Another, in the left-hand corner, was taken at a party in this house’s backyard overlooking the sea. There were shots of the two of them alone—a baby picture of Corinne in a cotton eyelet dress, a shot of Dixon on a horse, Corinne again on the back patio at yet another party, her gaze fixed on something out of view. Corinne squinted at that particular photo, recognizing the floral Lilly Pulitzer dress she was wearing. She’d worn that dress only once: the night she’d discovered she was pregnant.

 

Corinne was the only person in focus; a swarm of other party guests spun around her in the background. Mason chatted with Penelope. Steven, blurry, tipped his head back and laughed. A blond waitress served him a drink on a tray, her arm outstretched. A couple kissed in the background.

 

She showed it to Rowan. “Who picked this photo?”

 

Rowan squinted hard. “Not me. Why?”

 

“It’s from the night Steven died,” Corinne pointed out.

 

“Hmm.” Rowan regarded it for a long time. “Well, you certainly look happy.”

 

Looks can be deceiving, Corinne thought. Especially that night.

 

Aster’s footsteps pounded back, and then she appeared in the doorway. Her face was flushed, she was breathing hard, and she carried an iPad in her right hand. “I have something to show you guys.”

 

She burst onto the sun porch and sat down. “So my date, Mitch, was able to access the lobby surveillance video the morning Poppy died. It’s on this, right now.”

 

Rowan wiped her eyes. “Wait. Foley said the video didn’t yield anything.”

 

Aster shrugged. “So?
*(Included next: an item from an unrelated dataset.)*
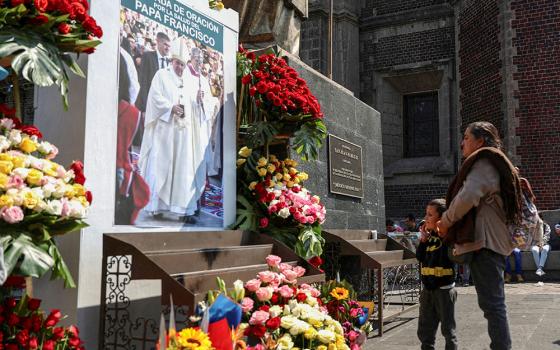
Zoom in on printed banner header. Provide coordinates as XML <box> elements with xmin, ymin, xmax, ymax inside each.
<box><xmin>121</xmin><ymin>0</ymin><xmax>224</xmax><ymax>52</ymax></box>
Maybe Foley didn’t know what to look for.” She looked up at them. “What if this shows us everything?”

 

Corinne scuttled forward, her heart suddenly pounding with the possibility. “Open it up!”

 

“Seriously.” Rowan sat upright.

 

Aster placed the iPad on the wicker coffee table, then touched an app icon labeled Remote Camera. A QuickTime video appeared. A clock in the bottom right-hand corner of the screen said that the video feed was from 6:30 a.m. on Friday, May 6—the date of Poppy’s death. The screen split into four separate camera images, each of a different view of the Saybrook’s building. One was a side door that went straight to a back elevator. Another was a side-street entrance for maintenance workers. The third was the main entrance, where employees swiped their IDs through a turnstile or signed in with a guard. The fourth quadrant was a set of emergency stairs that led to the street.

 

They kept watching, the picture black-and-white and occasionally speckled with static. In a few moments there was Poppy herself, walking through the main entrance. Everyone jumped. Corinne clapped a hand over her mouth. It was like seeing a ghost.

 

Poppy gave the security guard a distracted wave and walked through the turnstile. Corinne touched Poppy’s face on the screen.

 

Rowan leaned forward. “She looks . . . good.” Her voice was choked.

 

“Busy,” Aster agreed. There were tears in her eyes. “But not scared.”

 

“She doesn’t know she’s going to die,” Corinne whispered.